Phonological Fossils: Machine Learning Detection of Non-Mainstream Vocabulary in Sulawesi Basic Lexicon
arXiv cs.CL / 4/3/2026
💬 OpinionIdeas & Deep AnalysisModels & Research
Key Points
- The paper investigates whether “non-conforming” basic vocabulary in six Sulawesi Austronesian languages reflects a pre-Austronesian substrate or independent innovation by testing this computationally.
- It combines rule-based cognate subtraction with an XGBoost classifier over 26 phonological features, achieving AUC=0.763 for separating inherited from non-mainstream forms.
- The machine-learning model finds a phonological fingerprint for non-mainstream candidates, including longer word forms, more consonant clusters, higher glottal stop rates, and fewer Austronesian prefixes.

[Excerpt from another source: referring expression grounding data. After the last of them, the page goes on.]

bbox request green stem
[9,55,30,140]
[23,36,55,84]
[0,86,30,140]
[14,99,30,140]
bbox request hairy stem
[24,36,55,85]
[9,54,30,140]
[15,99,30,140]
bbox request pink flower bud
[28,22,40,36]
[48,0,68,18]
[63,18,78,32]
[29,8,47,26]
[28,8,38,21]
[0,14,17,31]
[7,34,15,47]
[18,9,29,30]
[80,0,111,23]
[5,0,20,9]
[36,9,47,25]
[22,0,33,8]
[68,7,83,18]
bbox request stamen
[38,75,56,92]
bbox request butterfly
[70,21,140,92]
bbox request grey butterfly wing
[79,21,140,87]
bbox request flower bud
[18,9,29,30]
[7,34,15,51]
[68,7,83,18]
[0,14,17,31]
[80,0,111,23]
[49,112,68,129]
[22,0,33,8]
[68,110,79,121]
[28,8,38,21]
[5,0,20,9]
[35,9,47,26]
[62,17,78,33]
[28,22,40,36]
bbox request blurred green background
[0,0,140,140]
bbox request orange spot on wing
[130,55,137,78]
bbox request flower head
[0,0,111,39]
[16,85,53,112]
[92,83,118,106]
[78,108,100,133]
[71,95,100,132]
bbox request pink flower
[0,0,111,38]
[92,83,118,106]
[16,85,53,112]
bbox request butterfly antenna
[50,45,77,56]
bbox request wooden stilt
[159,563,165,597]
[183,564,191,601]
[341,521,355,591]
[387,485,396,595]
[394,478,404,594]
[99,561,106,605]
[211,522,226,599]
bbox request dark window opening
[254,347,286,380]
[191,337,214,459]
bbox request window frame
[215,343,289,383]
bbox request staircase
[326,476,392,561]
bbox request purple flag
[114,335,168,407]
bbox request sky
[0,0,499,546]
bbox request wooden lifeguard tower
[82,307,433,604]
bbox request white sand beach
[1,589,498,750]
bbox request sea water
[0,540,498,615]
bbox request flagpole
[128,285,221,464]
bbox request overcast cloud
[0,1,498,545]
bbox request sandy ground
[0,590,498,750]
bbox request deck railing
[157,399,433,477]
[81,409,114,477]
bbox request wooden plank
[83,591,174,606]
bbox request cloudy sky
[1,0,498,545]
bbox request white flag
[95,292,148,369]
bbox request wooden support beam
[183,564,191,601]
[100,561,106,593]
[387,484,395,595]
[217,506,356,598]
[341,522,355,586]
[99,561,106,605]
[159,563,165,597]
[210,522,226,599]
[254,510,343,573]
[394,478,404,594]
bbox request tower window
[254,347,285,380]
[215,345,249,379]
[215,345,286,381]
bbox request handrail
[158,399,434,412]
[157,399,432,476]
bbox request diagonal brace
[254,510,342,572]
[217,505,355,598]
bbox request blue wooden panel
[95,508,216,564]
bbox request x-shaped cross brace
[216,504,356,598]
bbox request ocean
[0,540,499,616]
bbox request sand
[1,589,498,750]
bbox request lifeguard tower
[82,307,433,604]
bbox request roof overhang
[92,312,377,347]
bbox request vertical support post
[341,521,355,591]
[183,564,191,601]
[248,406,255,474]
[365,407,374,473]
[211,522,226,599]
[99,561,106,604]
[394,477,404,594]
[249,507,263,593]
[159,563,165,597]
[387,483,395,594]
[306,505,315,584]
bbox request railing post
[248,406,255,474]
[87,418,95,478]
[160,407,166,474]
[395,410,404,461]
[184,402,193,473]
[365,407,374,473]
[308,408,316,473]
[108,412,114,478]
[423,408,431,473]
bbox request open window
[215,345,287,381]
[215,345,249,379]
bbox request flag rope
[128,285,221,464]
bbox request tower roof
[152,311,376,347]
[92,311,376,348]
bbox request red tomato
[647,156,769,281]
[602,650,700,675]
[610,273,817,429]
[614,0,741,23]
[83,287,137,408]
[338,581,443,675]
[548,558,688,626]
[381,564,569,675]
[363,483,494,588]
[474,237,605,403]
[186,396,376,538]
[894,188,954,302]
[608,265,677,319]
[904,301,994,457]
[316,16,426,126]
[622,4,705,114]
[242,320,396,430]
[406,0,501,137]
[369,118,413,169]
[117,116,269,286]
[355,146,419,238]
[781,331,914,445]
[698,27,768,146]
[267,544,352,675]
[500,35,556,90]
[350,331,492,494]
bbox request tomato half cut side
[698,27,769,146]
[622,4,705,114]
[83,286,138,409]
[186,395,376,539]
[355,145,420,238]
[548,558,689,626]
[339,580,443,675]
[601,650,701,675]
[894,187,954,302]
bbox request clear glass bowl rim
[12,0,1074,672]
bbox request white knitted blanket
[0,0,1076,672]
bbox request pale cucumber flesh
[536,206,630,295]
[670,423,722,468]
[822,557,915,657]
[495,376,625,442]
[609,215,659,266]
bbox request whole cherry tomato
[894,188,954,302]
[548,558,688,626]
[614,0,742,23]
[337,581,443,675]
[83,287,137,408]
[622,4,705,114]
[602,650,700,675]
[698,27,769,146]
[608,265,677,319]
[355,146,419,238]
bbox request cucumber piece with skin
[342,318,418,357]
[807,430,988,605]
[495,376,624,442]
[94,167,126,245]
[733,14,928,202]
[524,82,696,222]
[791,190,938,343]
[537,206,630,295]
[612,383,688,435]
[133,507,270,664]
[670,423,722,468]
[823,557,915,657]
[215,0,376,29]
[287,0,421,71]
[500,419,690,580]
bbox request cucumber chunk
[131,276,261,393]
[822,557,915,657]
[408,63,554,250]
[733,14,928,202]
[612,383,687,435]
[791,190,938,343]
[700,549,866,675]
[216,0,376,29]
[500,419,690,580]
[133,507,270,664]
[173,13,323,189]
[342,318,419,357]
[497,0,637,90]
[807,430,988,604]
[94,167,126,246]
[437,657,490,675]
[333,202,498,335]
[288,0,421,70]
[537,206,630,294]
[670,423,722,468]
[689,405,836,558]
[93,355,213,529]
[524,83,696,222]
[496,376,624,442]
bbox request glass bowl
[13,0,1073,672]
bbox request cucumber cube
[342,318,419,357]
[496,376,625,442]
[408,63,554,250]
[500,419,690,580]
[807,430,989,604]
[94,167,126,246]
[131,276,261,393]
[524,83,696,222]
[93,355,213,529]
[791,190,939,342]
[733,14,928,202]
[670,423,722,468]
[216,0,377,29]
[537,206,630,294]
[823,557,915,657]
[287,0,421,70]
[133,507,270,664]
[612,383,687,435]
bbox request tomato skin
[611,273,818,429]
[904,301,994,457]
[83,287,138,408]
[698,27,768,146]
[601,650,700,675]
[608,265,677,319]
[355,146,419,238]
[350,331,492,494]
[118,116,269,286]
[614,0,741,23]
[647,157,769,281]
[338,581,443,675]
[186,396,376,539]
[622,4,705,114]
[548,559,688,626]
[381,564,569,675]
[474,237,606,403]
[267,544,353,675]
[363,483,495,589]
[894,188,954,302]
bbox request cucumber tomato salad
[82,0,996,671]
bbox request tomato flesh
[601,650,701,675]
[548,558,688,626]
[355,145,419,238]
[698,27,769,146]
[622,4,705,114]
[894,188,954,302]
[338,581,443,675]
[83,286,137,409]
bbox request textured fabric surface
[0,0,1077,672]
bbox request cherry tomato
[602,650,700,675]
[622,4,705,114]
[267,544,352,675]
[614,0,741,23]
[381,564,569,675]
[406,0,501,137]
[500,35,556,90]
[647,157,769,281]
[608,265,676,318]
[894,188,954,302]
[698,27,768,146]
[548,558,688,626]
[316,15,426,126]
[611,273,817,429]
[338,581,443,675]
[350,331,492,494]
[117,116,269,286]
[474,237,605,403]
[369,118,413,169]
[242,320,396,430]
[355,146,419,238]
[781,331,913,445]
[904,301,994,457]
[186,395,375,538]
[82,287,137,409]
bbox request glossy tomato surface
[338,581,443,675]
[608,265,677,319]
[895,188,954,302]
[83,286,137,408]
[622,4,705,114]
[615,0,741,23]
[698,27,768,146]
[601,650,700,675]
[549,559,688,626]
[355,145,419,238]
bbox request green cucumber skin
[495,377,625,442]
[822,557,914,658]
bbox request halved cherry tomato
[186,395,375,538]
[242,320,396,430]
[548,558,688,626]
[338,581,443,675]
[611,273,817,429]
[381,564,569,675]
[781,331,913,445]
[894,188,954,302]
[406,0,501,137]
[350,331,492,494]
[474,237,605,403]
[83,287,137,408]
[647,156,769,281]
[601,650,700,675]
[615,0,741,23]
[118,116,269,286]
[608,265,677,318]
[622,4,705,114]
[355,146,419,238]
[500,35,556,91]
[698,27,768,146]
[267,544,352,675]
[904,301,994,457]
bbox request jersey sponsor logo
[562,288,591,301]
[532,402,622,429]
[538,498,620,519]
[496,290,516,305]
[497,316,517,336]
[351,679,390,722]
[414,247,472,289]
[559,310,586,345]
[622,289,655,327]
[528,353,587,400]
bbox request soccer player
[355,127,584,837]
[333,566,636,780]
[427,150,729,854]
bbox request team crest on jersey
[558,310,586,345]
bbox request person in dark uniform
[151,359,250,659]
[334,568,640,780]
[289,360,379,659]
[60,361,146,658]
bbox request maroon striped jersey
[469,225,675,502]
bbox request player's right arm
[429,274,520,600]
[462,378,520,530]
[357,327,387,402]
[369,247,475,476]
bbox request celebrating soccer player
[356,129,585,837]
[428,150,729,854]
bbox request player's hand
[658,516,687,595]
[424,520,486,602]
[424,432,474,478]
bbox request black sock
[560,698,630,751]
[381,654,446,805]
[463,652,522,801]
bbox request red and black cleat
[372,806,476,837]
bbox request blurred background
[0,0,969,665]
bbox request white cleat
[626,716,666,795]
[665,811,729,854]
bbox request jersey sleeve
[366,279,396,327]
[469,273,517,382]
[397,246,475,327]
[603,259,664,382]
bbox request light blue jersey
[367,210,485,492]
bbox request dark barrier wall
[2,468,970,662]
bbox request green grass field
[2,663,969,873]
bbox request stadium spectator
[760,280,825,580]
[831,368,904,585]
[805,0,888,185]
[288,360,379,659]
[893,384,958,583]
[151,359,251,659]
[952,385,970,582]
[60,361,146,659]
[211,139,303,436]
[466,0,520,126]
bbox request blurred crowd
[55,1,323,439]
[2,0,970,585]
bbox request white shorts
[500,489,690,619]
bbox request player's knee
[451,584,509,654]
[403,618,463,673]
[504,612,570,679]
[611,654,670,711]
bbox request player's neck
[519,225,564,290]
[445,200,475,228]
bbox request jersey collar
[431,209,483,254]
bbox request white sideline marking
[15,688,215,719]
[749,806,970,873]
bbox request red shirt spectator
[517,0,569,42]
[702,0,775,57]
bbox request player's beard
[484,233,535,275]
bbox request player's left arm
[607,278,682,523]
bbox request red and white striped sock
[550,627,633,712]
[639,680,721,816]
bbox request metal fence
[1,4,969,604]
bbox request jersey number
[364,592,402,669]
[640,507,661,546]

- Cross-method agreement yields 266 high-confidence non-mainstream candidates (Cohen’s kappa=0.61), but clustering shows no coherent word families and no statistical support for a single shared substrate layer.
- Applying the approach to 16 additional languages indicates geographic patterning, with higher predicted non-mainstream rates in Sulawesi (mean P_sub=0.606) than in Western Indonesian languages (0.393), supporting regional mixture rather than one substrate language.